Süddeutsche Zeitung

US-Drohnen:Deutschland, ein Tatort

Was bedeutet das Dirigieren der US-Exekutions-Drohnen von Deutschland aus? Entweder die Bundesrepublik ist nicht wirklich souverän - dann ist sie arm dran. Oder Deutschland ist ein williger Helfer bei Straftaten und Menschenrechtsverletzungen. Dann machen sich die Regierenden strafbar.

Ein Kommentar von Heribert Prantl

Es gab noch keine Kampfdrohnen, als 1990 in Moskau der "Vertrag über die abschließende Regelung in Bezug auf Deutschland" geschlossen wurde. Aber der Vertrag hat eine gewisse Bedeutung für den Einsatz der tödlichen US-Waffen, wenn sie, wie eben bekannt wurde, von Deutschland aus dirigiert werden.

Dieser Vertrag von 1990, auch Zwei-plus-Vier-Vertrag genannt, ist kein billiges Stück Papier; es handelt sich um den Vertrag, der die Nachkriegszeit beendet und den Weg zur Wiedervereinigung Deutschlands geebnet hat. In diesem Vertrag also, den die zwei damaligen deutschen Staaten mit den vier Siegermächten des Zweiten Weltkriegs, also mit Frankreich, der Sowjetunion, Großbritannien und den USA, geschlossen haben, bekräftigen Bundesrepublik und DDR gleich am Anfang, "dass von deutschem Boden nur Frieden ausgehen wird".

Dass von den US-Kampfdrohnen, mit denen in Afrika extralegal Islamisten exekutiert werden, Frieden ausgeht, lässt sich nicht behaupten. Und dass die US-Streitkräfte-Basis in Stuttgart-Möhringen und die US-Basis in Ramstein, wo diese tödlichen Drohneneinsätze geleitet werden, auf deutschem Boden stehen, lässt sich nicht bestreiten.

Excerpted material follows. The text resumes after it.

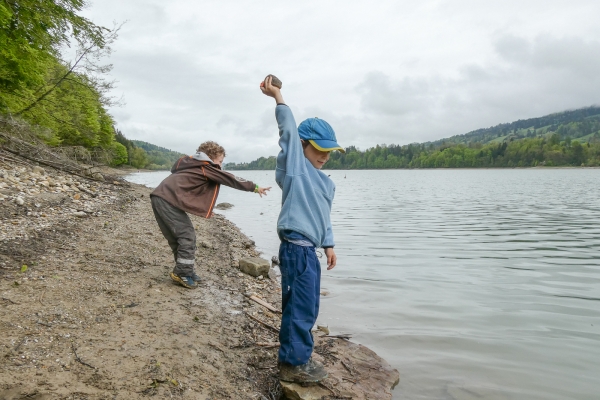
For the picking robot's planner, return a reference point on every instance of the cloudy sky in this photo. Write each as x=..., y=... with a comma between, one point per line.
x=378, y=71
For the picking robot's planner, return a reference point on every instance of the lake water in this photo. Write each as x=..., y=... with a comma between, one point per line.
x=474, y=284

Wie verhält es sich also mit dem vertraglichen Schwur, "dass von deutschem Boden nur Frieden ausgehen wird"?

Verboten und verfassungswidrig

Nun mag man sagen, dass die Deutschen, nicht aber die Amerikaner diesen Schwur geleistet, dass sich die USA also zu nichts dergleichen verpflichtet haben; und dass in diesem Vertrag schon gar nicht eine deutsche Pflicht etabliert werden sollte, einer der vier Siegermächte bei dubiosen Aktionen auf deutschem Boden in den Arm zu fallen. Mag sein. Die Pflicht ergibt sich aber aus dem Grundgesetz. Dort steht, dass "Handlungen, die geeignet sind, das friedliche Zusammenleben der Völker zu stören", verfassungswidrig sind. Der Satz im Moskauer Vertrag, "dass von deutschem Boden nur Frieden ausgehen wird", ist die Internationalisierung dieser Verpflichtung.

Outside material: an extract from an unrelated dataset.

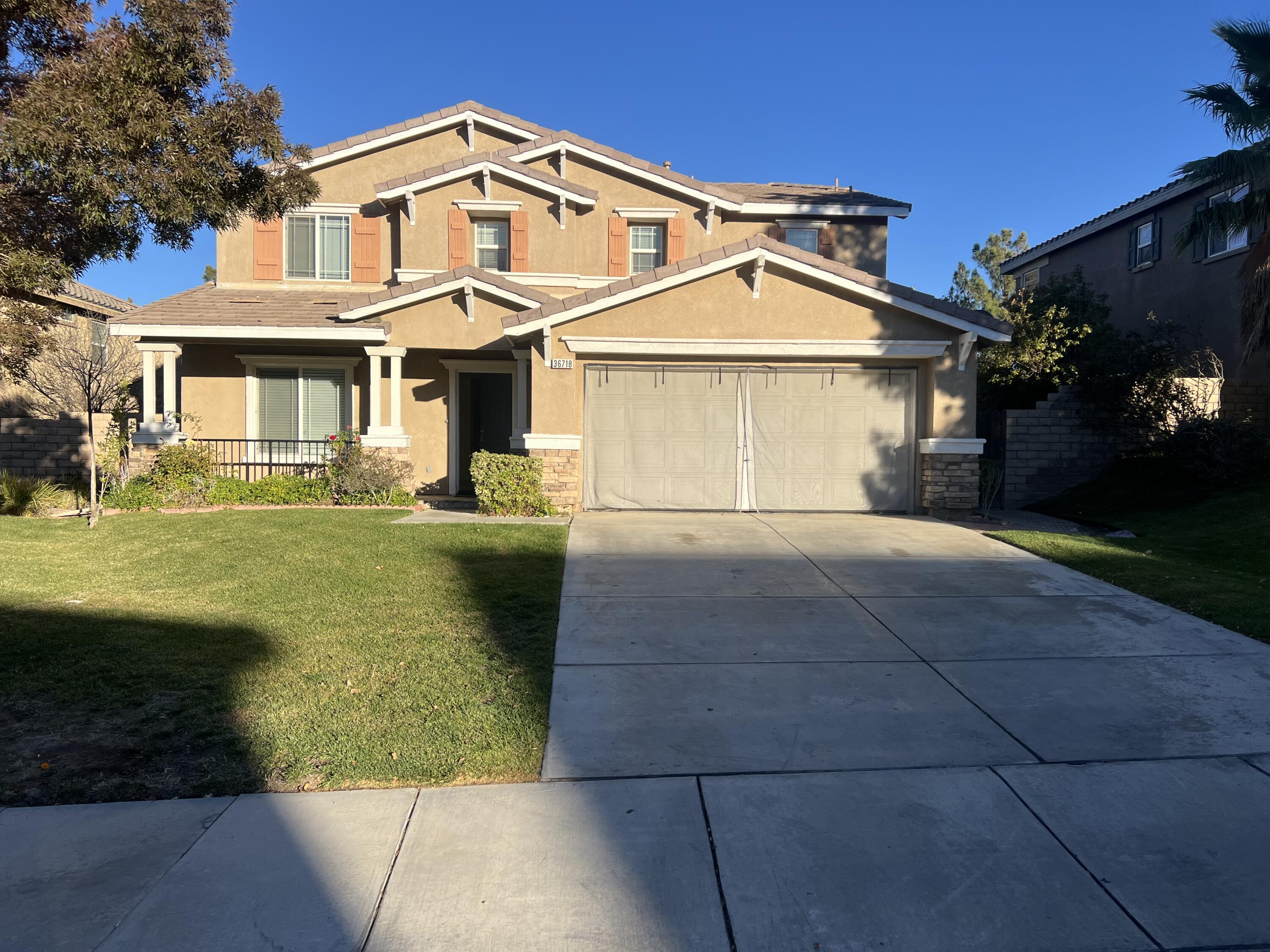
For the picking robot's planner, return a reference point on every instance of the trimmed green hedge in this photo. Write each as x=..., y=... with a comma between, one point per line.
x=508, y=485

Im Grundgesetz, Artikel 102, steht auch der eherne Satz: "Die Todesstrafe ist abgeschafft." Es ist verboten und verfassungswidrig, auf deutschem Boden oder von deutschem Boden aus eine Exekution zu vollziehen. Und es ist auch verboten und verfassungswidrig, Strafen ohne Gerichtsverfahren und ohne jedes rechtliche Gehör zu vollstrecken. Diese Verbote binden unmittelbar alle staatliche Gewalt in Deutschland. Und aus dieser Bindung ist kein deutsches Staatsorgan entlassen, wenn es US-Amerikaner sind, die diese Verbote verletzten. Es gibt keine Verträge mehr, die den USA quasistaatliche Reservatrechte in Deutschland verleihen.

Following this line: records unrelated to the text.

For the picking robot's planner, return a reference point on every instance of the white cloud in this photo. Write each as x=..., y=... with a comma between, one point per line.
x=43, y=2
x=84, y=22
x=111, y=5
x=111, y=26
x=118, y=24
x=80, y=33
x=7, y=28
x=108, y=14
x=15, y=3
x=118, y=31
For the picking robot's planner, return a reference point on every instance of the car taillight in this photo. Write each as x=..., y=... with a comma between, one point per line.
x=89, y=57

Deutschland ist souverän seit 1990, seit dem Zwei-plus-Vier-Vertrag. Die Reste des Besatzungsstatuts wurden darin aufgehoben, die Gültigkeit des Nato-Truppenstatuts bestätigt. Dieses befreit aber Nato-Truppen in Deutschland nicht von der Einhaltung der deutschen Gesetze und dem Zugriff der deutschen Staatsgewalt. Das Auswärtige Amt hat immer wieder beteuert, dass bei den Aktivitäten der US-Truppen in Deutschland deutsches Recht gelte. De jure ist das so, de facto aber nicht. De facto endet deutsche Souveränität an den Zufahrtsstraßen zu den Einrichtungen der US-Streitkräfte.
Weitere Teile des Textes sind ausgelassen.